David cries out, “Run, run, run while you can!” But the storm is louder than his voice. He rolls his head from side to side in anguish and opens his eyes and sees the motel bed reflected in the mirrored closet door, the nightstand lamp aglow, a man sitting bedside on the straight-backed chair that has been moved from the small writing desk. The man is Ronny Jessup. No. No, he’s Patrick Corley. Patrick Corley for real. No dream. He leans forward. Something in his hand. He presses the object to David’s forehead. It’s icy cold. The motel room becomes the storm-swept night again.
Emily’s got to go for it, there’s no other choice. If she dashes onto the highway, some see-no-evil type will run her down, sure as shit. So she moves on her attacker and swings the tire iron, swings for the bleachers, and scores a hit on his right side. The raincoat cushions the blow, but he cries out. She’s damaged him. She’s exhilarated! She swings again, going for his head, a smaller target, a chance she has to take. The wet steel slips through her dripping hands. The iron spins over his head and clatters on the pavement behind him. Oh, Lord God, help me. There’s nothing now but to run. She’s moving fast toward the west, toward the railing and the meadows below. He can’t run as quick as she can, not in his condition. She runs for exercise, she’s a gazelle, while he’s a lumbering beast. The dark meadows offer not only escape, but also places to hide, and beyond lies a beach where she can run flat out.
Maybe it’s his rage, his rage and insanity, but he finds enough strength to plunge after her and grab her again and throw her down against the railing. He swings his massive fist at the side of her head. The blow brings pain and a darkness deeper than the night.
Oh, Davey, Davey, Davey!
She’s twenty-five. It can’t end here, not with a mother who relies on her, not with children needing to be conceived and born and raised, not with Davey waiting. The beast hits her again, and she is gone. She wakes briefly, realizes she’s being dragged across the blacktop, passes out, wakes to find herself in the back of his van, restrained with zip ties. Then unrelenting darkness.
In that palpable dark, a voice whispers insistently, “Emily is gone forever, she is gone forever, she is gone forever, and Maddison is but a walking corpse, a walking corpse . . .”
Other ghastly dreams tormented David throughout the night, but unlike the first, they were as amorphous as the molten wax in a lava lamp. He had drunk far less of the vodka than he intended, and the dreams were not conceived in the womb of inebriation. On waking at 8:40 a.m. Friday, he suffered no hangover, although the dread coiling in him was a blunted bramble entwining all his nerves. He sat on the edge of the bed and stared at his reflection in the mirrored closet door.
He examined the bed and the floor around it, but he found nothing out of the ordinary.
The straight-backed chair was tucked into the kneehole of the desk, where it belonged.
This unit had no connecting door to another.
The high window in the bathroom was small. No one could have come and gone by that route.
He went to the exterior door. The deadbolt was engaged, but not the security chain. He was certain that the chain had been in place when he’d gone to bed.

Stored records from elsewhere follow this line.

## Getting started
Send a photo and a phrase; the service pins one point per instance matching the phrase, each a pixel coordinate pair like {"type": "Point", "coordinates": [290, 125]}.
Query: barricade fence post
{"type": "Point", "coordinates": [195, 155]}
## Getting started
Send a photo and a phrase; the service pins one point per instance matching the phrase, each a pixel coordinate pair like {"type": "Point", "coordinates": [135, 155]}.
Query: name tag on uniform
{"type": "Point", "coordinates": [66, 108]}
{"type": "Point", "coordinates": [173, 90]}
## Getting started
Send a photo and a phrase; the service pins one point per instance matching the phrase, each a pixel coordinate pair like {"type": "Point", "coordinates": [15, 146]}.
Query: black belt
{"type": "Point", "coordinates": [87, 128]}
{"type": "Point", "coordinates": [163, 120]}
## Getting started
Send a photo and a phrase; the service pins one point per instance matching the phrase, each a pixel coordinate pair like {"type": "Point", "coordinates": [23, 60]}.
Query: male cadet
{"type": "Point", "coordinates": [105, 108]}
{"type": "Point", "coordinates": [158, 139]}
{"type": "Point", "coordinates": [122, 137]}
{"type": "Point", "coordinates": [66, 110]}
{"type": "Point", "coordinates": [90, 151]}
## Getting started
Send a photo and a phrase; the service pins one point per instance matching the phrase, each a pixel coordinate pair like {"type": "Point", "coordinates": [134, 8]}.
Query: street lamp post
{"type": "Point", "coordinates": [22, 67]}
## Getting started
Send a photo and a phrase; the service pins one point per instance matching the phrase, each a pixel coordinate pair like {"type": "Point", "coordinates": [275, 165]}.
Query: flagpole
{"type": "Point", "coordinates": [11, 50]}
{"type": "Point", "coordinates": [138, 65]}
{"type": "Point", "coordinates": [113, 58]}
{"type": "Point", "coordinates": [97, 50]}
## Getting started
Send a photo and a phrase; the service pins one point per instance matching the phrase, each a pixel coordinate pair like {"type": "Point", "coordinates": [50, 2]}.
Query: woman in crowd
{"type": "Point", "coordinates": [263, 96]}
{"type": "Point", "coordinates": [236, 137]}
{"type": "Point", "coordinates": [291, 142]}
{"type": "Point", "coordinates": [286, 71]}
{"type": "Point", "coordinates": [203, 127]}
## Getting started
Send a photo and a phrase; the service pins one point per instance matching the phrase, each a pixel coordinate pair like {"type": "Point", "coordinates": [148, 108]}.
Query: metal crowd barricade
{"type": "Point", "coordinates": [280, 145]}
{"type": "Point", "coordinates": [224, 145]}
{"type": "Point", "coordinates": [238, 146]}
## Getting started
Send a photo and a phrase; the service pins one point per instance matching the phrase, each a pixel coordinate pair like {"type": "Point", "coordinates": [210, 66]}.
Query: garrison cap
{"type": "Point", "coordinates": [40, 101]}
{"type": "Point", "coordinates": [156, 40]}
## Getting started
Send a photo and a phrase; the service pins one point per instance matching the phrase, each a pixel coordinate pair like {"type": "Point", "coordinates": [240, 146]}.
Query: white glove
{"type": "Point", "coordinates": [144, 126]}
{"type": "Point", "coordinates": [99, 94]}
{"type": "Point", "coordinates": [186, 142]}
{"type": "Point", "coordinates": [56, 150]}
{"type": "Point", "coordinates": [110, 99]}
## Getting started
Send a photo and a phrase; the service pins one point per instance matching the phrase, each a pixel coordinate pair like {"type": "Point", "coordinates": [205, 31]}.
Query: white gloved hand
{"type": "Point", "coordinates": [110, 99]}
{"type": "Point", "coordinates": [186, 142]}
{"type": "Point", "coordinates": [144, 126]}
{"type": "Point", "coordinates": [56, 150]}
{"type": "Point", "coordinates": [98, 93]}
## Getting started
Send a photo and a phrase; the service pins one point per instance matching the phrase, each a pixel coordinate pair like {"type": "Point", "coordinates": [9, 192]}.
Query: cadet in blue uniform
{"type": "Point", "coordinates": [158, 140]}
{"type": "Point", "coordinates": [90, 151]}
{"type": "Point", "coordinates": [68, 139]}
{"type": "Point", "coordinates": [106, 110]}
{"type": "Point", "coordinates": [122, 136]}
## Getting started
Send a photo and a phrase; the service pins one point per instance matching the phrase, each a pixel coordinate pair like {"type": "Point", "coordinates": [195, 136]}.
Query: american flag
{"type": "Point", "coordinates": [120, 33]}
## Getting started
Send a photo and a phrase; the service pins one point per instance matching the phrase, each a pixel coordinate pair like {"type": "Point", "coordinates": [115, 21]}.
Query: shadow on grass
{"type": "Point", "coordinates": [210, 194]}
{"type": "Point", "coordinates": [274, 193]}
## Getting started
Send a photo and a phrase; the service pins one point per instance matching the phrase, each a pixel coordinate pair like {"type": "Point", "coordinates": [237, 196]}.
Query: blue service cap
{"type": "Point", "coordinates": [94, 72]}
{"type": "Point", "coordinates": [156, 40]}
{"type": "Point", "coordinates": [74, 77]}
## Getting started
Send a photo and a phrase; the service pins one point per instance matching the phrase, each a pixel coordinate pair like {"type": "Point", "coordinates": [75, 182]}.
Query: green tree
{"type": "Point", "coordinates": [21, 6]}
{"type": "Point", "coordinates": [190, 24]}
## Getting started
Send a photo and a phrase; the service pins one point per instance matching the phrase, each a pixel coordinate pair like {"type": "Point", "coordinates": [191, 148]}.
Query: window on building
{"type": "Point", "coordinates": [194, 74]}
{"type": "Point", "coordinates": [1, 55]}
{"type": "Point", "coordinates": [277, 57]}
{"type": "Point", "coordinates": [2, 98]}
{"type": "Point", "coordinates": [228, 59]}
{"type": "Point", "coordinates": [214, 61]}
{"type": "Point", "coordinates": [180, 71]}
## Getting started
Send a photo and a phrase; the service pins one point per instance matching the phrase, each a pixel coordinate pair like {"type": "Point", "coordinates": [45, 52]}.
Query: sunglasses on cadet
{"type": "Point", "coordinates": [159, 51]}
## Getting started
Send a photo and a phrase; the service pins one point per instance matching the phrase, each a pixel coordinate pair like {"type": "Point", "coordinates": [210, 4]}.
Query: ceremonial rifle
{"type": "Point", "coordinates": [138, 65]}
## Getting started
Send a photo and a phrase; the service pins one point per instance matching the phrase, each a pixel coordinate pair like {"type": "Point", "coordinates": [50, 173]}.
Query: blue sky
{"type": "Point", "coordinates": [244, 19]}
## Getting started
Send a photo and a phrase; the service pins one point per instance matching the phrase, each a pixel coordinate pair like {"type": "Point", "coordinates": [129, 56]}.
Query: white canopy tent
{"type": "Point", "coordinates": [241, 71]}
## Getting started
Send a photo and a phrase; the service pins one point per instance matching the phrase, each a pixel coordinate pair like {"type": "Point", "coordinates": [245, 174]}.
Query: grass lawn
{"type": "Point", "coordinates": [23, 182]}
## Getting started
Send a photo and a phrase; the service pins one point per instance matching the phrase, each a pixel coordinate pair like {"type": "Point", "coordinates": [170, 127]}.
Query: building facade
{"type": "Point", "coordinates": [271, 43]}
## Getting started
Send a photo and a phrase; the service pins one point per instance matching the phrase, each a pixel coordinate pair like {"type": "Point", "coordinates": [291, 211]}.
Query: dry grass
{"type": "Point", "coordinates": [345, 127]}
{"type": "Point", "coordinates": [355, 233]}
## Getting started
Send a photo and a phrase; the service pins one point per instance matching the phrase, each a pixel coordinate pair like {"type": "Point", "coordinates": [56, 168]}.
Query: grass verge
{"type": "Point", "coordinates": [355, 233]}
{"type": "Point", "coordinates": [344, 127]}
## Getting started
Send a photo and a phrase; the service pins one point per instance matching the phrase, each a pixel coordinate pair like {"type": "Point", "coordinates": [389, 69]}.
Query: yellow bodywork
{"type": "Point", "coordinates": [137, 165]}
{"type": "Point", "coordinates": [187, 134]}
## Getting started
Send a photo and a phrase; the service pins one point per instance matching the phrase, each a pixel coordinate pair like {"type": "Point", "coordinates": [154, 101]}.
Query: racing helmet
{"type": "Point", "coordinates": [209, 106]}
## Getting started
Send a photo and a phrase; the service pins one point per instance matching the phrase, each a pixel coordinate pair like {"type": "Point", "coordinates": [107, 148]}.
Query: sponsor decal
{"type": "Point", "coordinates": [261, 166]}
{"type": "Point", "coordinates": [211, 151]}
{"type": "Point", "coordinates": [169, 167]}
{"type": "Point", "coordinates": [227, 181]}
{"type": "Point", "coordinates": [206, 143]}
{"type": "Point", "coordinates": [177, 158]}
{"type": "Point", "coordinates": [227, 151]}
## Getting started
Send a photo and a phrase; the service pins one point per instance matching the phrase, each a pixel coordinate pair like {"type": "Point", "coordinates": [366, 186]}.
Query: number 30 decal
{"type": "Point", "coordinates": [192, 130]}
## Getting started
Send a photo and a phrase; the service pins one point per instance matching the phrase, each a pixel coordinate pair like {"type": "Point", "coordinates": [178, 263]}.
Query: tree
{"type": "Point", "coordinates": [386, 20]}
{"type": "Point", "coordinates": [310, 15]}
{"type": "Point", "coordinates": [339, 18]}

Whether Maddison was truly Emily or someone else, she couldn’t know he had a room at this motel. Neither could Patrick Corley.
David had felt watched the previous evening. He had called it paranoia, nothing more. And yet the chain dangled . . .
Maddison couldn’t have known that he had gone to Folsom to speak with the killer. She didn’t even know about Ronny Jessup.
Unless . . . Unless she was somehow Emily and therefore knew who had killed her.
And how crazy was that thought? As crazy as Jessup himself.
As David dressed, as he went out to find a restaurant, as he ate breakfast, as he contemplated the grim task ahead of him, as his dread did not relent, he decided that the extraordinary dream from Emily’s perspective must be either a product of his growing despair—or had somehow been induced by others. The latter explanation made no sense, but he considered it, anyway.
Supposing that the dream had been crafted and in some fashion inserted into his mind during sleep, using a technology he couldn’t comprehend, then it must be meant to dispirit him. If he could be convinced that Emily had been taken away by Ronny Jessup and was among the mummified remains of those fourteen who had never been found, and if he could be made to think of Maddison as some unclean thing, the equivalent of an animated cadaver, then he might be less likely to persist in his efforts to find her.